J'ai mis beaucoup de temps pour me mettre à lire Ubik ... Peut être parce que le seul roman de K. Dick que j'avais lu jusqu'à maintenant c'était Blade Runner et que je m'étais fait chier comme un rat mort. BREF ! Une fois ouvert ... Ben ... Putain quand même K Dick ... Quel génie ce mec. Fantastique. Un putain de chef d'oeuvre. Petit synopsys : En 1992, dans le futur de K. Dick (mort en 82 pour ceux pas au courant), des mutations ont permis à certains humains d'acquérir des pouvoirs psychiques. On dénote parmi eux des télépathes, des télékynésistes, des précogs (deviner le futur), etc. Seulement voilà ... Certaines personnes utilisent leurs pouvoirs à mauvais escient, notamment un certain Hollis à la tête d'une ligue de mutants espionnant les bonnes gens. Heureusement que les bonnes gens sont défendues par diverses sociétés employant des mutants ayant comme pouvoir ... de bloquer le pouvoir des autres. Glen Runciter est le big boss de l'une de ces compagnies. Contacté pour un gros contrat permettant d'arrêter un nombre important de ces mutants, il part avec son équipe sur la lune. Malheureusement l'expédition tournera au drame et il se fera tuer dans un piège tendu par le fameux Hollis. Joe Chip, son bras droit tente alors de prendre le commandement de la boîte pour retourner la situation ... Mais petit à petit la réalité va "vaciller" et il se mettra à entendre Runciter lui parler ...
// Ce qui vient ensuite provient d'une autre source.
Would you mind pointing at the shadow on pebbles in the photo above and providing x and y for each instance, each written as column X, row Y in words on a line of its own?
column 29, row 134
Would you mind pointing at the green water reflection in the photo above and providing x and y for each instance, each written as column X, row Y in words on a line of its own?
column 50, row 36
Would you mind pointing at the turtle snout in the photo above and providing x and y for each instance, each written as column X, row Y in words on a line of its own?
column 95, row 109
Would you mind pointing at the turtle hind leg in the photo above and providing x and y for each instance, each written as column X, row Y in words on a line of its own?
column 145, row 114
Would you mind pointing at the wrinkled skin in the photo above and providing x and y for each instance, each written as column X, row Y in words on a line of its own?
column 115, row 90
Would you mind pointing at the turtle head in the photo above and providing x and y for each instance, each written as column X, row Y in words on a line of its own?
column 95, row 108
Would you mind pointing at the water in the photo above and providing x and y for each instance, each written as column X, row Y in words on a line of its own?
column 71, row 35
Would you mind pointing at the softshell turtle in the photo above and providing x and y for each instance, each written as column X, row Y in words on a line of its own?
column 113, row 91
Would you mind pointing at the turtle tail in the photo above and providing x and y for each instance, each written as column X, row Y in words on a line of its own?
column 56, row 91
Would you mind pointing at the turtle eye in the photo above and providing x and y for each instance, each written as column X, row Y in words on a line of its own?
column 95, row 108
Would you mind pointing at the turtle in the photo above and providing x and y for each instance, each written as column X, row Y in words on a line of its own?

Bon ... Ubik c'est difficile à résumer en un paragraphe. Tout le génie de l'oeuvre se trouve dans cette petite question "Mais bordel ! Qui est mort et qui est vivant ?" ... Et cette question va se poser du moment de l'explosion, jusqu'au 3 dernières pages du bouquin (grosso modo :P). Du grand Philip K. Dick où comme à son habitude il se met à faire des jeux de miroir avec la réalité. Génialissime. A lire absolument pour ceux qui n'ont pas peur d'être perdus.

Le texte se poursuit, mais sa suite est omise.